10.3.3 Random Sampling with Replacement

Sometimes, you may want to get a sample with replacements. You will still be using the sample() function, but with the argument replace = TRUE. The following code samples 10 elements with replacement from x.

sample(x, size = 10, replace = TRUE)
#>  [1] 10  7  7  6 10 10  6  6 10 10

As expected, you will see some duplicated elements in the output vector.

A very important application of random sampling with replacement is bootstrap. A bootstrap sample is a sample of the same size as the original data with replacement. So, if you want to get a bootstrap sample from x, you will sample 5 elements with replacement from x.

sample(x, replace = TRUE)  #a bootstrap sample
#> [1] 7 7 6 9 6

Note that, when the argument size is not provided, it will take the default value: the length of x.

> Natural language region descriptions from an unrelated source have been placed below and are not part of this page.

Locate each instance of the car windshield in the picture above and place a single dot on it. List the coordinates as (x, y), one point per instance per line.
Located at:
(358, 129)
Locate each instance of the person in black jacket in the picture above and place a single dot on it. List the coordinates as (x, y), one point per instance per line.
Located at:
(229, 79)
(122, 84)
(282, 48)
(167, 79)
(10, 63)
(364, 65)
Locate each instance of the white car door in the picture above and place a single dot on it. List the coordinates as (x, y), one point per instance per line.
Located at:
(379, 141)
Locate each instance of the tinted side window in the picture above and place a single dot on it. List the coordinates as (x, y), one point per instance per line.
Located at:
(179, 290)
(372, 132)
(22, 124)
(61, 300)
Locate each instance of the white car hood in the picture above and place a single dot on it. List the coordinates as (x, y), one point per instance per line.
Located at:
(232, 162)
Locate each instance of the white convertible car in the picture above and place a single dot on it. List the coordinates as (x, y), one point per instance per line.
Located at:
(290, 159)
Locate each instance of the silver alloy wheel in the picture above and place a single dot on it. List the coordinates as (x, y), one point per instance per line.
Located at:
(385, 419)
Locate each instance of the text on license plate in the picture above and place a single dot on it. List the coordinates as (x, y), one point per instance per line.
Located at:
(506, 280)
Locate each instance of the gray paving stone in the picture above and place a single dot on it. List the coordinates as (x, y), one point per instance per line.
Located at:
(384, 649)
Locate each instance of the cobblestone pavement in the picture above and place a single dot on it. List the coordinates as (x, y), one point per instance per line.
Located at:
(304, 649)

10.3.4 Random Sampling with Unequal Probabilities

By default, the sample() function will draw each element with the same probability. In some cases, you may want to assign different probabilities for different elements.

To draw elements with different probabilities, the first method is to use the random number generator (RNG) for Binomial distribution or Bernoulli distribution. Let’s say we want to randomly sample 100 elements from a Bernoulli distribution with success probability \(p=0.2\).

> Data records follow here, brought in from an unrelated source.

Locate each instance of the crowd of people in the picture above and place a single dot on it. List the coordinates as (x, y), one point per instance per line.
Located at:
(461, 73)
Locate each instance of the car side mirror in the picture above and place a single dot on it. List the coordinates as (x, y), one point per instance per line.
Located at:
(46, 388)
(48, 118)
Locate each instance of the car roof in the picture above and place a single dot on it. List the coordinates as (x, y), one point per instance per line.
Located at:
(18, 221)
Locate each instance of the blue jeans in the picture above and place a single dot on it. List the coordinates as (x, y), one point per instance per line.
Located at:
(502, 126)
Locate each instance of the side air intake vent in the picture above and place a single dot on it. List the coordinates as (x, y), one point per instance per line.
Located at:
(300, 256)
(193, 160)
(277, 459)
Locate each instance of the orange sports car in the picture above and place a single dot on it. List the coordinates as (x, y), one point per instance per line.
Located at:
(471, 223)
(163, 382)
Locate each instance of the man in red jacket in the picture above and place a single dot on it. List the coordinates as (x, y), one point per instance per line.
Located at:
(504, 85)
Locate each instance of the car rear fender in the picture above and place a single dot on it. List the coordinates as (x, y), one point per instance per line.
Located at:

rbinom(100, size = 1, prob = 0.2)
#>   [1] 0 0 0 0 1 0 0 0 0 0 0 0 0 0 0 1 0 0 0 0 0 0 0 0 1 0 0 0 0 0 0 0 0 1 0 1 0
#>  [38] 0 0 1 1 0 0 1 0 0 0 0 0 0 0 0 0 0 0 0 0 1 0 0 0 0 1 0 0 0 0 1 0 0 0 0 1 0
#>  [75] 1 0 0 0 0 0 0 0 0 0 1 0 0 0 0 0 0 0 0 0 0 0 0 0 1 0

In addition to using the rbinom function introduced in Section 10.2, you can use the sample function with the prob argument inside to achieve the same goal.

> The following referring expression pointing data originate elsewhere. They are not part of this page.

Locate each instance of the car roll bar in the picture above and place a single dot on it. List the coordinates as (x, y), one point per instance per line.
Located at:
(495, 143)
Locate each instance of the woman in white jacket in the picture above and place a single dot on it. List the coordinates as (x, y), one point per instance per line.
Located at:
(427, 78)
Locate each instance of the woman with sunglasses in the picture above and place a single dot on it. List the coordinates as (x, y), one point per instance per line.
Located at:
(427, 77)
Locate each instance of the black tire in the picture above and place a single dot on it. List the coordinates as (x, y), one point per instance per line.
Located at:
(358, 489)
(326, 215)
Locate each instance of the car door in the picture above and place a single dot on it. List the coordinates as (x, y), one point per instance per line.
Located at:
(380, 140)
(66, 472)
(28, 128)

sample(c(0, 1), size = 100, replace = TRUE, prob = c(0.8, 0.2))
#>   [1] 0 0 1 0 0 0 0 0 0 0 0 0 0 1 0 0 0 0 0 0 0 0 0 0 0 1 0 0 1 0 0 0 0 0 0 1 1
#>  [38] 0 0 1 0 0 0 1 0 0 1 0 1 0 0 0 1 0 0 0 0 1 0 0 0 1 0 0 0 0 0 0 0 0 0 0 0 0
#>  [75] 1 0 0 1 1 0 0 1 1 0 0 0 0 0 1 0 0 0 0 1 0 0 0 0 0 0

Here, you will samples 100 elements with replacement from c(0,1) , and the probability of drawing 0 is 0.8, the probability of drawing 1 is 0.2.

10.3.5 Exercise

  1. Randomly permute the vector x <- 1:20. Set the seed = 66 and verify that the permutation is reproducible.
  2. Create a random sample of 5 elements from the vector letters without replacement.
  3. Simulate 1000 random samples with replacement from the vector 1:10. Compute the frequency of each number in the sample.
  4. Split the vector 1:100 into two random subsets of size 70 and 30 without replacement. Calculate the mean of each subset.